Structural Convergence Results for Approximation of Dominant Subspaces from Block Krylov Spaces
For researchers in numerical linear algebra and machine learning, this work offers rigorous theoretical guarantees for Krylov subspace approximations, though it is incremental as it extends existing Lanczos analysis to block Krylov spaces.
This paper provides theoretical bounds on the distance between block Krylov spaces and the dominant left singular vector space of a matrix, expressed in terms of principal angles, and quality of approximation bounds relative to best Frobenius norm approximation. These results serve as a structural foundation for analyzing randomized Krylov space methods.

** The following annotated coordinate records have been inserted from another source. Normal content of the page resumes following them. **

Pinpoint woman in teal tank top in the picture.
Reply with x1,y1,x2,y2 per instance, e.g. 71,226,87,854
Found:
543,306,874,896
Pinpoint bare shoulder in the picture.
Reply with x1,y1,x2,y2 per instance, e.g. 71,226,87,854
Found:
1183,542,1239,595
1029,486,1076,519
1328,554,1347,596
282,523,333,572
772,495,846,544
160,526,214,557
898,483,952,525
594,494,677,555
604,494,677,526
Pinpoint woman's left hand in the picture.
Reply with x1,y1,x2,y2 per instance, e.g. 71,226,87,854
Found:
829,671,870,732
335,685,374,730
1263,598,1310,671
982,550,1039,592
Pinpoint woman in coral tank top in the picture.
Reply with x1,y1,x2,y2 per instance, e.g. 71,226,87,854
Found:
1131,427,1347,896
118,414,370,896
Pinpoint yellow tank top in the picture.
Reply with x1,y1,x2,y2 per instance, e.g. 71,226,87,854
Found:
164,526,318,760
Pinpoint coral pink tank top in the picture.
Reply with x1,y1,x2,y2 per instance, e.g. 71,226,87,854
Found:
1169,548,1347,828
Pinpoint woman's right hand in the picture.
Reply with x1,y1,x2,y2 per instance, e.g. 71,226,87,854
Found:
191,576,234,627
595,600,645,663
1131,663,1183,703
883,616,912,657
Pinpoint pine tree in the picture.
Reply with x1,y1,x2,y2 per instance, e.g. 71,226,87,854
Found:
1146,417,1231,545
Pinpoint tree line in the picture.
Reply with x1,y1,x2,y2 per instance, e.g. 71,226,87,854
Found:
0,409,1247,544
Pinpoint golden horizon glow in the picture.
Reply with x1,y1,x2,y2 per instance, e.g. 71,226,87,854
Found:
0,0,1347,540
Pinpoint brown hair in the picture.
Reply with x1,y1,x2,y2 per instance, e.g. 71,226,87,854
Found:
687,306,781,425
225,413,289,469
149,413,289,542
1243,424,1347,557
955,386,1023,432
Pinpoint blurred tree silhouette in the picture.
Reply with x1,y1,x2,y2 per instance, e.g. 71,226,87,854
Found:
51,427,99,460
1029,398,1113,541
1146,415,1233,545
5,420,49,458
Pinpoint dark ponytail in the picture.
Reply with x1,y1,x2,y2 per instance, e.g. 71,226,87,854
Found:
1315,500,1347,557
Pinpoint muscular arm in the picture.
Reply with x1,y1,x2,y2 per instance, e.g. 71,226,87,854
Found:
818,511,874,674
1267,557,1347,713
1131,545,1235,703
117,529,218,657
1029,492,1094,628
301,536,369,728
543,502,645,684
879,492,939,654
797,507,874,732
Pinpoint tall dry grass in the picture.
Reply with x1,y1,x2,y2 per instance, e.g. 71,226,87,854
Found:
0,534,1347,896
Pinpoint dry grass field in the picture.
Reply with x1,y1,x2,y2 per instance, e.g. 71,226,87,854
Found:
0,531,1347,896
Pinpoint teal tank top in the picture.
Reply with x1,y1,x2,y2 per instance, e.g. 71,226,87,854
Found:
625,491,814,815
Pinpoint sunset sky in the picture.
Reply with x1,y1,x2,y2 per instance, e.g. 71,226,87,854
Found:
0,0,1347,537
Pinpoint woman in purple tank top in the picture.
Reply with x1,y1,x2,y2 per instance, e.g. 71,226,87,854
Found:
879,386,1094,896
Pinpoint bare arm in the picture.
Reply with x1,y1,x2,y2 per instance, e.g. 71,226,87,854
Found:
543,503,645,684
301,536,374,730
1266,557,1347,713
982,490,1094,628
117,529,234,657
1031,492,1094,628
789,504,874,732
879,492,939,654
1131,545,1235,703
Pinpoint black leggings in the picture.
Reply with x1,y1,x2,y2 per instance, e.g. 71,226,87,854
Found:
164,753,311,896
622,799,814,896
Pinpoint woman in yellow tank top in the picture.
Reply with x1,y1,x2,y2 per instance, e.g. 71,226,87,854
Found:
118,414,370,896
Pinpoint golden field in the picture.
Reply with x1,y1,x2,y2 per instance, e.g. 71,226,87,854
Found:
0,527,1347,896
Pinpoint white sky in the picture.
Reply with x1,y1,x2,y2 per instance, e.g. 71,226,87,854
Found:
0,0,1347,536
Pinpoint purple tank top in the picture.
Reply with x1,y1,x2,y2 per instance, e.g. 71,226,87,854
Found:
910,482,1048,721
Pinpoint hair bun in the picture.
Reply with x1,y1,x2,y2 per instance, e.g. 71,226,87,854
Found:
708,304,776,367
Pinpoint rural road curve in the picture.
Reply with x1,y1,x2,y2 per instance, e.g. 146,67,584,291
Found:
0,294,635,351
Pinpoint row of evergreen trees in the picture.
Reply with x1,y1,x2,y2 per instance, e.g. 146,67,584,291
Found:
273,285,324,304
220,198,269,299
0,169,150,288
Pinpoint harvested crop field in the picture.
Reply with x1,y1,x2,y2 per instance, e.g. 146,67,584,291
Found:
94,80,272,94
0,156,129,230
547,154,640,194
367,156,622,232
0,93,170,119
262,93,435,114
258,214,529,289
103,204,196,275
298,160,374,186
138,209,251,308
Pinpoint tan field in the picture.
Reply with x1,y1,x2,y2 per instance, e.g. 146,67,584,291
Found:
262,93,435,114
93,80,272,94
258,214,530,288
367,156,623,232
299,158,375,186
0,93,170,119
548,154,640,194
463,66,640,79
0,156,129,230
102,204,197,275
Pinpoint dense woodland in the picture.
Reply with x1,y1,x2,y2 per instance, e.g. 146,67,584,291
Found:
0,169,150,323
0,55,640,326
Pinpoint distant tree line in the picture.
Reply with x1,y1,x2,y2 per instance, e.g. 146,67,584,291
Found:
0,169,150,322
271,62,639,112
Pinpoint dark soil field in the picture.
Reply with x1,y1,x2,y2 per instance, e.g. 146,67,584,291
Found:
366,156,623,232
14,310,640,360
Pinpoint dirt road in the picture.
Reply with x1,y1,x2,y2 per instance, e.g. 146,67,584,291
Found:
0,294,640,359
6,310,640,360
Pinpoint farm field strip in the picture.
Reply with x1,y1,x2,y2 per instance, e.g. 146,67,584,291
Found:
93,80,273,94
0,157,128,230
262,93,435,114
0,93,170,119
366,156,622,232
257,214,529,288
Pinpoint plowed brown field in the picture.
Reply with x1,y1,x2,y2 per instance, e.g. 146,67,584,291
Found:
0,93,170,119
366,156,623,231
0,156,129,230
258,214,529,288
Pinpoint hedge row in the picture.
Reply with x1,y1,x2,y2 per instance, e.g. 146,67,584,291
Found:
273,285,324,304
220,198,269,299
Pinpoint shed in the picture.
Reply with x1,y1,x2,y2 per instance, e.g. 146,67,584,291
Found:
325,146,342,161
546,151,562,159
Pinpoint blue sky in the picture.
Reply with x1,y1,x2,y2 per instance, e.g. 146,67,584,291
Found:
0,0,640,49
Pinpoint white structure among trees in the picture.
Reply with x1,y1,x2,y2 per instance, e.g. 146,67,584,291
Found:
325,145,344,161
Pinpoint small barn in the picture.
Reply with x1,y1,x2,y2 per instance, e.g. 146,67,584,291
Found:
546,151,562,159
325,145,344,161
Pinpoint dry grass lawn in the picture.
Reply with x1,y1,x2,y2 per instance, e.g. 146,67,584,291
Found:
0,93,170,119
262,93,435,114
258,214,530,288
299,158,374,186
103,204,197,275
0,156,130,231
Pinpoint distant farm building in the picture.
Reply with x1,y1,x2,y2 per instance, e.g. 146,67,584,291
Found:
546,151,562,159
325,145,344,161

This paper is concerned with approximating the dominant left singular vector space of a real matrix $A$ of arbitrary dimension, from block Krylov spaces generated by the matrix $AA^T$ and the block vector $AX$. Two classes of results are presented. First are bounds on the distance, in the two and Frobenius norms, between the Krylov space and the target space. The distance is expressed in terms of principal angles. Second are quality of approximation bounds, relative to the best approximation in the Frobenius norm. For starting guesses $X$ of full column-rank, the bounds depend on the tangent of the principal angles between $X$ and the dominant right singular vector space of $A$. The results presented here form the structural foundation for the analysis of randomized Krylov space methods. The innovative feature is a combination of traditional Lanczos convergence analysis with optimal approximations via least squares problems.